Several obstacles to establishing the EWS remain. First, the accuracy of infrared thermometers can be strongly affected by the surrounding environment. Blazing sun, cold wind, and hot indoor temperatures can all bias their measurements. Friendly tips to users to remind them to choose a relatively stable environment for temperature detection may be necessary. Second, the detection of temperature abnormalities in a community is accurate only when a sufficient number of users agree to upload their data, indicating that high public acceptance is a requirement. This is related to timely feedback and a guarantee of data privacy for such large-scale data collection. However, the current COVID-19 pandemic has prepared ordinary people to be more cautious about respiratory diseases and open to the idea of early warning. There is an urgent need to start a pilot community. Third, the determination of the cutoff for temperature abnormalities for public health intervention will require abundant historical data and repeated training of the model. This means a relatively long initial model training process. Therefore, it is important that the proposed framework work in parallel or in combination with other early warning mechanisms, such as the Early Warning Alert and Response Network of the WHO, the National Notifiable Diseases Surveillance System of the United States, the European Surveillance System, and the National Disease Report System of China.
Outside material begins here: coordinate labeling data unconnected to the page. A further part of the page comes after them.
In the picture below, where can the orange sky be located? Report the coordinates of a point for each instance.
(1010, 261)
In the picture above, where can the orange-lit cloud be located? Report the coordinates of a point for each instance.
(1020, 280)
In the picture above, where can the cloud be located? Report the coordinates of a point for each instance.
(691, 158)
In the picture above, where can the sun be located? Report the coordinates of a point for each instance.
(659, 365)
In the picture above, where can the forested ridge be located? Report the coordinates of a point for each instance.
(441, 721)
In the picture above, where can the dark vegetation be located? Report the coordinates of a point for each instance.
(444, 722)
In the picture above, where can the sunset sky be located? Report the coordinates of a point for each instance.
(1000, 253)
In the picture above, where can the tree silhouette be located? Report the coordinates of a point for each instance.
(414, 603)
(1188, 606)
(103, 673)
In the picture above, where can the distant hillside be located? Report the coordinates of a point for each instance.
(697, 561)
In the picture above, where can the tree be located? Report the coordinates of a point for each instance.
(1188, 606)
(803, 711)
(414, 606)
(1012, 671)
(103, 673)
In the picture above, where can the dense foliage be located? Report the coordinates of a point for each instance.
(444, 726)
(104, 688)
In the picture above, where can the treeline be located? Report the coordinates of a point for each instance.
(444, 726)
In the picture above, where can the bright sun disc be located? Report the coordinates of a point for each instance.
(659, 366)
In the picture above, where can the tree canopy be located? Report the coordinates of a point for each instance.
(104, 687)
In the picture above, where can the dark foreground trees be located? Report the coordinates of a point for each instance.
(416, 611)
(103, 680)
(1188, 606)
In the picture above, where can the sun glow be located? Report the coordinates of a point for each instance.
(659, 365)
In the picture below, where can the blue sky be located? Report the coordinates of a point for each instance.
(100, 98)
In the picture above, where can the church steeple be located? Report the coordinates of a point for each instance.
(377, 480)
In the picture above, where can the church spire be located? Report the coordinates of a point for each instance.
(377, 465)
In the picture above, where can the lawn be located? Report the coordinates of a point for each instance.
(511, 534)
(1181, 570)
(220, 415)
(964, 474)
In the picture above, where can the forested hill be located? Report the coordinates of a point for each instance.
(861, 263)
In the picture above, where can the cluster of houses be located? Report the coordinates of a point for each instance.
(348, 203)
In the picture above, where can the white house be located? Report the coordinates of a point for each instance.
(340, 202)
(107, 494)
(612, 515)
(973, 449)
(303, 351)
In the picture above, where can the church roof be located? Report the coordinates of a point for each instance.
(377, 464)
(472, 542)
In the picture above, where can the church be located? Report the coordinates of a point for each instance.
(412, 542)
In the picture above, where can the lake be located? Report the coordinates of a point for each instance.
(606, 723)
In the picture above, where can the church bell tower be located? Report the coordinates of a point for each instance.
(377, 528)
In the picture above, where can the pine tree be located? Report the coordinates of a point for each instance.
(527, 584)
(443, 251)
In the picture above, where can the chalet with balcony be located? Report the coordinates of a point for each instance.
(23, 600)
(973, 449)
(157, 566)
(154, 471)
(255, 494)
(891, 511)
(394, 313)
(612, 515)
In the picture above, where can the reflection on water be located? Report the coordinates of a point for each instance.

Finally, it requires stakeholders’ judgment to weigh the risk of a substantial disease outbreak, the economic implications, and societal considerations to make a balanced intervention decision.

In conclusion, we propose an innovative and practical framework for a community-based EWS for ongoing and future outbreaks of emerging respiratory infectious diseases. The framework, if implemented, may provide an important tool for important decisions for early prevention and control of respiratory diseases for health stakeholders.